Are definitions of age becoming irrelevant?
Adventure-loving travelers who have passed the big 4-0 might wish they could borrow a trick from Jack Benny and stay 39 forever. That's the cutoff age a British tour company, Exodus, has just imposed on six of its African adventure holidays. No graybeards over 40 allowed, no matter how young at heart they might be.
It's not that the midlifers can't keep up physically with the twentysomethings. They can. Their problem, supposedly, is that they can't re-
late socially. As an Exodus spokesman explained to reporters, they're in "different phases" of their lives and just "don't fit in" with the company's typical 28-year-old clients. That extra life experience appears to be a liability rather than an asset.
What a blow to would-be customers who have been assiduously pumping and perspiring their way to toned muscles at the gym and perhaps nipping and tucking their way to youthful looks at the plastic surgeon's office. Their energetic outlook is even reflected in a new phrase, "middle youth," coined to describe a generation that not so many years ago was considered middle-aged.
Exodus freely admits that its policy, while not illegal, is "ageist." The company's decision signals just how confusing definitions of age and expectations of age-appropriate activities have become.
On the one hand, "old" keeps getting redefined downward, applying to ever-younger ages. Membership in the American Association of Retired Persons begins at 50. Time magazine offers "senior citizen" rates to those who are only 55. And in recent years employers casting a cold eye on the bottom line have eagerly offered early retirement even to workers in their 40s. The golden shove in mid-career.

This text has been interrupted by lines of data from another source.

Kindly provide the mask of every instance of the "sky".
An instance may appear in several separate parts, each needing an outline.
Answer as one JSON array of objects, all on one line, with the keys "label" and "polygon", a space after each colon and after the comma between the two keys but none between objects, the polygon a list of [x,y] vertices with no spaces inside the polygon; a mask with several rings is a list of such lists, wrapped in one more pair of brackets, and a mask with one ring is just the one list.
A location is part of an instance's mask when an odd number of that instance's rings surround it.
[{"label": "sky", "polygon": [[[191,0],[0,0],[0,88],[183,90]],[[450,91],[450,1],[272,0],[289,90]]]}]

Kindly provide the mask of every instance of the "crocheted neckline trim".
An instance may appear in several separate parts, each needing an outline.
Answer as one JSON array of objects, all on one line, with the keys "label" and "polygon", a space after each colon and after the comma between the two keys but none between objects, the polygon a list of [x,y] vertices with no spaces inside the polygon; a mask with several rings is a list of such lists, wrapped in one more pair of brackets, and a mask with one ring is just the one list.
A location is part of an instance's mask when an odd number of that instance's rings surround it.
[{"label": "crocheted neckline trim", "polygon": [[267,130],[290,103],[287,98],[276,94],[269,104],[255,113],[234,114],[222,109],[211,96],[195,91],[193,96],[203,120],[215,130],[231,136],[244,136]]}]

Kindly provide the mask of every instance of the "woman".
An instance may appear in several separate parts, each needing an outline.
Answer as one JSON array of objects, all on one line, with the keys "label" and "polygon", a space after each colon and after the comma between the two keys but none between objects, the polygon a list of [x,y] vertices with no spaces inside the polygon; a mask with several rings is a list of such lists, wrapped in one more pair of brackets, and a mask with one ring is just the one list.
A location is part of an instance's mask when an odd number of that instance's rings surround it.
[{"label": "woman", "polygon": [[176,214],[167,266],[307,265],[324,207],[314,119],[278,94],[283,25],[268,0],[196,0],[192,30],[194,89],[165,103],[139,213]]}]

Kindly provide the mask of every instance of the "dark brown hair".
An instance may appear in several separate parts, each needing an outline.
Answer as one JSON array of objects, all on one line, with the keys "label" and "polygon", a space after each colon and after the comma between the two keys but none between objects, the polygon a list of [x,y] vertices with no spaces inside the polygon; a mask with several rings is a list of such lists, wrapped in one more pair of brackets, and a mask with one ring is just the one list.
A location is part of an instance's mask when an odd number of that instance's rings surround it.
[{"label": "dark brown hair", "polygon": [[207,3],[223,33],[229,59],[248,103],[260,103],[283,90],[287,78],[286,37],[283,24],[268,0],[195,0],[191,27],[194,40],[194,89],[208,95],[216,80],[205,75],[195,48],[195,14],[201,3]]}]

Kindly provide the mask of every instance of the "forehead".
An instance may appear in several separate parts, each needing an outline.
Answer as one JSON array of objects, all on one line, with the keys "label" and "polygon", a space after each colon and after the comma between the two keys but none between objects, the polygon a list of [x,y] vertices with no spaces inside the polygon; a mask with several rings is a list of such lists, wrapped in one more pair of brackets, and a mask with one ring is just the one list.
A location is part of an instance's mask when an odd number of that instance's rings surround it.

At the same time, "young" is stretching upward on the age scale. A few current bestsellers offer partial evidence. "Real Age: Are You As Young As You Can Be?" by gerontologist Michael Roizen offers tips for reducing one's biological age by up to 20 years. "Live Now, Age Later," by Isadore Rosenfeld, also suggests ways to slow down the clock.
The new status involves not just keeping up with the Joneses economically but also keeping up with one's offspring physically. In the process, chronological age is becoming increasingly irrelevant. A major redefinition of both youth and maturity is under way, featuring more precocious children and more youthful adults.
At one end of the age spectrum, middle-school whiz kids are serving as paid computer consultants to businesses. At the other end, sixtysomethings are competing in triathlons. No wonder it's not uncommon to hear sprightly octogenarians in retirement communities utter the complaint, "There are too many old people here."
It was a young-looking Gloria Steinem who first redefined age by delivering the now-classic line, "This is what 40 looks like." A decade later she said, "This is what 50 looks like." Then it was 60. Stay tuned for 70.
Last month a British commentator took an even more radical step by proclaiming that "30 is the new 50."
Age bias promises to be a major issue in coming decades. Who is young? What is old? The questions are certain to prompt lawsuits in many quarters. Just last month Johnson and Higgins Inc., an insurance brokerage firm, agreed to pay $28 million to settle a suit charging it with age discrimination for requiring board members to retire at 62.
In another arena, as reproductive technology makes possible later maternity, who will decide who is too old to bear children? And will "middle-youth" adventurers denied a place on treks to Africa eventually sue for their right to travel with 25-year-olds?
The parental dictum, "Act your age," can only grow more confusing. Which age? Chronological? Physical? Emotional? If Jack Benny were alive at the millennium, even he might want to downsize his age from 39 to 29.